With capacity to grow and with increasing demand for enrollment at charter schools in the local area, the Network needed support in developing financially sustainable long-term growth plans that would guide internal strategy, inform philanthropic asks, and support facilities financing opportunities and the application process for approval to open new schools. Afton worked with Ford Research & Solutions, Inc. (“Ford Research”) to develop a long-term financial projection and scenario model for the Network. From December 2017 through March 2018, Afton worked closely with leadership at the Network and Ford Research to develop a dynamic MS Excel-based model that is in alignment with Charter School Growth Fund (“CSGF”) requirements and Ford Research’s work in developing and iterating the Network’s anticipated growth plan over the next ten plus years.
The long-term financial projection model was constructed to provide for scenario, sensitivity, and affordability testing for various inputs – particularly wages, benefits and facilities financing options. This model was used to inform discussions leading up to a presentation that the Network delivered for CSGF in 2018.

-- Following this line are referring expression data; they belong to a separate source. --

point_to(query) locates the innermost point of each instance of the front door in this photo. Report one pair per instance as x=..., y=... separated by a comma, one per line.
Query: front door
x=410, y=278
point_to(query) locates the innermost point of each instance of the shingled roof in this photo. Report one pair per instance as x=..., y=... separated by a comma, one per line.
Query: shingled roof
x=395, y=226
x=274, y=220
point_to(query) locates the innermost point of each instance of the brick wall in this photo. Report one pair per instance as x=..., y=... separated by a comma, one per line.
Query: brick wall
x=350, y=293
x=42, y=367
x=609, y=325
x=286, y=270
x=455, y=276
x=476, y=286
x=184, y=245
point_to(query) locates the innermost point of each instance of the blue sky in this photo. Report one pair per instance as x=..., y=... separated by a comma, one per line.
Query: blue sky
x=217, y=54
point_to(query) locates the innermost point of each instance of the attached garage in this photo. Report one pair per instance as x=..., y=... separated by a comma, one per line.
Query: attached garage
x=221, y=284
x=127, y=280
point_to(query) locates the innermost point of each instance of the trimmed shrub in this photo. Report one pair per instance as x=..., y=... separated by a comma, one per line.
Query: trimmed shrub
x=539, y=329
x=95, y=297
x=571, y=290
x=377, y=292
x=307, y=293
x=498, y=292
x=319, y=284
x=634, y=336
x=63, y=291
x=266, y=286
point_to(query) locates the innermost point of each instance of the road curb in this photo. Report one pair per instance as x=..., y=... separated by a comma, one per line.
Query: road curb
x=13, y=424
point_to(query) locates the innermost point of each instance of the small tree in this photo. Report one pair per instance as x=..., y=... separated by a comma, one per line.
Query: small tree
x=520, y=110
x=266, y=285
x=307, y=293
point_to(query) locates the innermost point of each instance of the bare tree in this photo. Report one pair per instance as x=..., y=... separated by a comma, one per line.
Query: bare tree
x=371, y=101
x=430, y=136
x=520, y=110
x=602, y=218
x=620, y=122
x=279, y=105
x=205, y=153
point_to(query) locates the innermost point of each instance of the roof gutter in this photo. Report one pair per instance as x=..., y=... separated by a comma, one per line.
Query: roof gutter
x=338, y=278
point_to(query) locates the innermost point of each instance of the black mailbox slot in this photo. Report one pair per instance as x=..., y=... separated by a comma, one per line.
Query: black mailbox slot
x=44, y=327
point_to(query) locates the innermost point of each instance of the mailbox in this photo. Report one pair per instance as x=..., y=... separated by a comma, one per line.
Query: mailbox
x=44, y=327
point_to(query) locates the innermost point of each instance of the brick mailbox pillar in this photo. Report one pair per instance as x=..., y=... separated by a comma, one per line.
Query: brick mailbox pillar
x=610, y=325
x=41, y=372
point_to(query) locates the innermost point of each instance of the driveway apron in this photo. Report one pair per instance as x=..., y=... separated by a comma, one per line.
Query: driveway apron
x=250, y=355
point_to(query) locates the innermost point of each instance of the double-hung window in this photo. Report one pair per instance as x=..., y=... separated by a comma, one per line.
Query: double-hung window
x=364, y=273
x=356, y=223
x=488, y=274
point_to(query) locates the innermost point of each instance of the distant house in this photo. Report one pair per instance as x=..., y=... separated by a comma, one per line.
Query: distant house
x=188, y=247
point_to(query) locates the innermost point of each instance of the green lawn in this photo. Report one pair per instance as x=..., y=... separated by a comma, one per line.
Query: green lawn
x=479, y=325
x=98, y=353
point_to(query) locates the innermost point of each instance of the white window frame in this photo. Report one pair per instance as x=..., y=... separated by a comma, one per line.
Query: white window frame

One financial planning model can and should serve multiple organizational needs. Organizations produce a variety of different financial reports, often requiring multiple different systems and applications. Once the time is put in to develop a financial model that incorporates these different reports into one place using a common data structure, the organization should be able to use one model to drive internal strategy. The Network was able to use our model to understand the financial implications of different cost assumptions, drive conversations with lenders for facilities financing terms and options, apply for grant funding, develop board reports, and apply for the opening of new schools.
Quantifying the impact of different facilities financing scenarios can help networks understand what they can afford. We often work with growing organizations looking to expand into new school facilities. While many options for expansion exist – such as rent vs. own, build vs. buy, incubate an existing school building vs. not, etc. – each option has a unique fiscal impact on the organization. We build our forecast models to quantify the fiscal impact of different facilities financing decisions so that organizations can understand the impact, risks, and opportunities of each scenario. Our model tracked projected network-wide and site-level performance against new financial covenants (more specifically, Debt Service Coverage Ratios and Days of Cash on Hand), and we presented options for levers the Network could pull to meet new targets.
While the organization-total view is important, site-level detail adds transparency that can highlight key drivers of financial sustainability. The financial model developed featured a consolidated organization total view of Cash Flow, Balance Sheet, and Profit & Loss (“P&L”) forecasts. Site-level forecasts for each of the existing schools, the new schools, and the network office drive the organization-total view. This way each location/campus can be easily compared to understand not only site-level metrics and potential outliers but also to understand drivers of the organization’s overall financial performance. In our experience, we have seen that site-level detail can highlight intentional and known organizational decisions (ie. one campus with much higher per pupil costs due to serving a higher needs student population), but this level of detail can also highlight unintentional inequities and inefficiencies.